Sementara itu, masyarakat kita dengan struktur feodal yang terbentuk secara panjang, mendukung keberadaan anggapan tersebut. Profesor oleh masyarakat dianggap dewa dan bahkan menjadi “berhala” yang setiap kata yang terucap berubah menjadi fatwa, selalu benar dan ditaati sepenuh jiwa.
Di tahun 1990-an, seorang profesor dianggap oleh masyarakat sebagai seseorang yang telah menciptakan temuan dan teori baru. Bahkan ada yang menganggap sebagai gelar akademik di atas doktor. Sehingga terjadi mitos dan kesan sakral atas profesor tersebut. Padahal, profesor atau guru besar merupakan jabatan akademik/fungsional bagi dosen setelah dosen melewati jabatan asisten ahli, lektor, dan lektor kepala. Setara pula dengan jabatan fungsional guru ahli utama, setelah seorang guru tersebut melewati jenjang guru ahli pertama, ahli muda dan ahli madya. Di jabatan fungsional dokter, setara dengan dokter ahli utama, setelah ia melewati dokter ahli pertama, ahli muda dan madya.
Gengsi dan branding saja yang menjadikan jabatan fungsional profesor menjadi incaran banyak kalangan sehingga diatur oleh Permendikbudristek nomor 44 Tahun 2024 mengenai profesor kehormatan. Bandingkan dengan jabatan fungsional guru. Mungkin karena tidak ada yang berminat menjadi guru ahli utama, sehingga Mendikbudristek tidak perlu repot membuat aturan mengenai guru ahli utama kehormatan. Kalangan birokrat pun tidak ada yang mau alih fungsi menjadi guru.

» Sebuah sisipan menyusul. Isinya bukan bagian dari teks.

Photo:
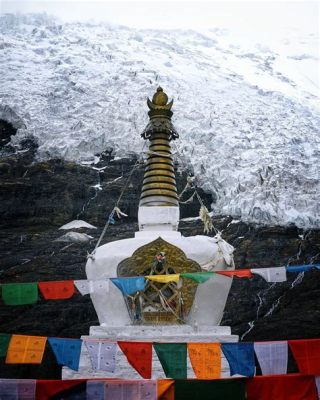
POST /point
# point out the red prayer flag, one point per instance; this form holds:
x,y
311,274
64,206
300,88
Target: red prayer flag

Kebanyakan para birokrat setingkat kepala dinas atau sekretaris daerah (jabatan pimpinan tinggi) yang memenuhi syarat sebelum batas usia pensiun segera mengajukan alih fungsi ke jabatan dosen. Hanya saja sekarang untuk menjadi profesor dengan jalur karir sebagai dosen, disimpan “ranjau” masa kerja yang harus minimal bekerja 10 tahun sebagai dosen tetap.
Ini menjadi tanggung jawab seluruh masyarakat, khususnya stakeholders pendidikan, apakah kita membiarkan saja profesor ini sebagai mitos atau akan diubah menjadi sekadar jabatan akademik dosen. Ironisnya, Kemendikbudristek masih memelihara profesor sebagai mitos dengan diberikan opsi profesor kehormatan.

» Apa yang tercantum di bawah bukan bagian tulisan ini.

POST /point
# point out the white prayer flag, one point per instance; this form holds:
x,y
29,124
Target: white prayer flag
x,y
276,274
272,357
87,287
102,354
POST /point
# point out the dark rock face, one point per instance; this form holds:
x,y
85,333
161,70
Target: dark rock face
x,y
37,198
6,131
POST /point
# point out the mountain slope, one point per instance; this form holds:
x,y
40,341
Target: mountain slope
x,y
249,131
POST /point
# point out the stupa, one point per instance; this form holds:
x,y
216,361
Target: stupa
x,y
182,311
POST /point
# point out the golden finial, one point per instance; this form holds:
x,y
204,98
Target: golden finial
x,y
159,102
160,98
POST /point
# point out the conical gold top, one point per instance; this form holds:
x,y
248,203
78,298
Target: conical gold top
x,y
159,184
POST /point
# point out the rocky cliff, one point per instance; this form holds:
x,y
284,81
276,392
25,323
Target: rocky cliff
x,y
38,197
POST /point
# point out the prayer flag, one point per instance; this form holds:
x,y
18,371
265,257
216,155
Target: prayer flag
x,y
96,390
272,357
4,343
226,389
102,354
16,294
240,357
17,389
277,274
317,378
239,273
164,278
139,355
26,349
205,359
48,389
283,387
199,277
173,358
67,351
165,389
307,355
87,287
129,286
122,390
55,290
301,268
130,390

Artinya, masyarakat tetap akan menganggap profesor sebagai privilege yang memiliki power (kekuatan) memiliki power yang mampu menyihir publik sehingga sang profesor dapat mengambil keuntungan dari gelarnya tersebut. Sementara itu, bagi dosen sendiri untuk menjadi profesor memerlukan perjuangan berdarah-darah, terlebih bagi dosen tetap yang membina karir dari asisten ahli, menjadi profesor bukan hanya sekadar pencapaian prestasi dan pengakuan atas kompetensi dan masa kerja yang dibangun berpuluh-puluh tahun, tetapi juga kesejahteraan.
Berbeda dengan mereka yang mendapat profesor kehormatan dari jalur politik atau pengusaha. Ia tidak perlu meniti karir dari bawah dan tidak merasakan pahit getirnya kesejahteraan di dunia pendidikan Indonesia.

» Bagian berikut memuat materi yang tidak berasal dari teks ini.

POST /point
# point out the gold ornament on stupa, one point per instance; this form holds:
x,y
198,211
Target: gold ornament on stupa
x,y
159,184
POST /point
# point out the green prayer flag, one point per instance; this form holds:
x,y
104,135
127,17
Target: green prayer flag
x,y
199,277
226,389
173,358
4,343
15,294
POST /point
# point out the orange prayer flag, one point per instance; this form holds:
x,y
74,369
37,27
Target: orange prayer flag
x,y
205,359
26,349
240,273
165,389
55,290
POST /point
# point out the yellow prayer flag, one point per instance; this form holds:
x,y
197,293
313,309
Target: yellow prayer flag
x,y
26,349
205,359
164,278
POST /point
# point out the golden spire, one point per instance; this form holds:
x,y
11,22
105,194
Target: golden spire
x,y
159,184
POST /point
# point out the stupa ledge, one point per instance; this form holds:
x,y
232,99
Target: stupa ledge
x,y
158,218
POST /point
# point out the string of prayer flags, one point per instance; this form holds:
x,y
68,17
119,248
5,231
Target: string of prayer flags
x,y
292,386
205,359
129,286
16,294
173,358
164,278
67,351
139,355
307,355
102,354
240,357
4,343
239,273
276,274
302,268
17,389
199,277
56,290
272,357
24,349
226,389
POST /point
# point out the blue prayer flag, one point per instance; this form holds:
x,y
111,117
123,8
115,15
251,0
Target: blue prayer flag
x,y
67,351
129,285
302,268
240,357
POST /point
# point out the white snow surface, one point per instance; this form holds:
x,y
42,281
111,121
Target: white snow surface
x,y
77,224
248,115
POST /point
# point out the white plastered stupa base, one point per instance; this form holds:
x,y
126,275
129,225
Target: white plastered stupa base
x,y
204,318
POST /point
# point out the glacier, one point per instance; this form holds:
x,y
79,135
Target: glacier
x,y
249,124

Kekuatan integritas seorang dosen dipertaruhkan saat profesor ini bisa diperoleh melalui fast track, sehingga terjadilah kasus 11 profesor yang melakukan perekayasaan dalam pengajuannya. Ibarat gunung es, mungkin itu yang terungkap ke publik. Mungkin yang tidak lebih banyak.
Pada benak publik pun mulai terkikis kepercayaan atas profesor itu disaat begitu mudah perguruan tinggi memberikan profesor kehormatan kepada orang yang tidak jelas jejak rekam dan kontribusi akademiknya pada publik. Bergelar profesor namun tidak memiliki akun google scholar, tidak ada riwayat sebagai penulis jurnal internasional bereputasi, tidak pernah menulis buku atau tidak dikenal di masyarakat/komunitas ilmiah. Justru para ahli atau orang yang sering diundang di banyak siaran televisi atau podcast, mereka yang sama sekali tidak bergelar profesor, namun memiliki karya dan memberikan kontribusi pemikirannya kepada publik.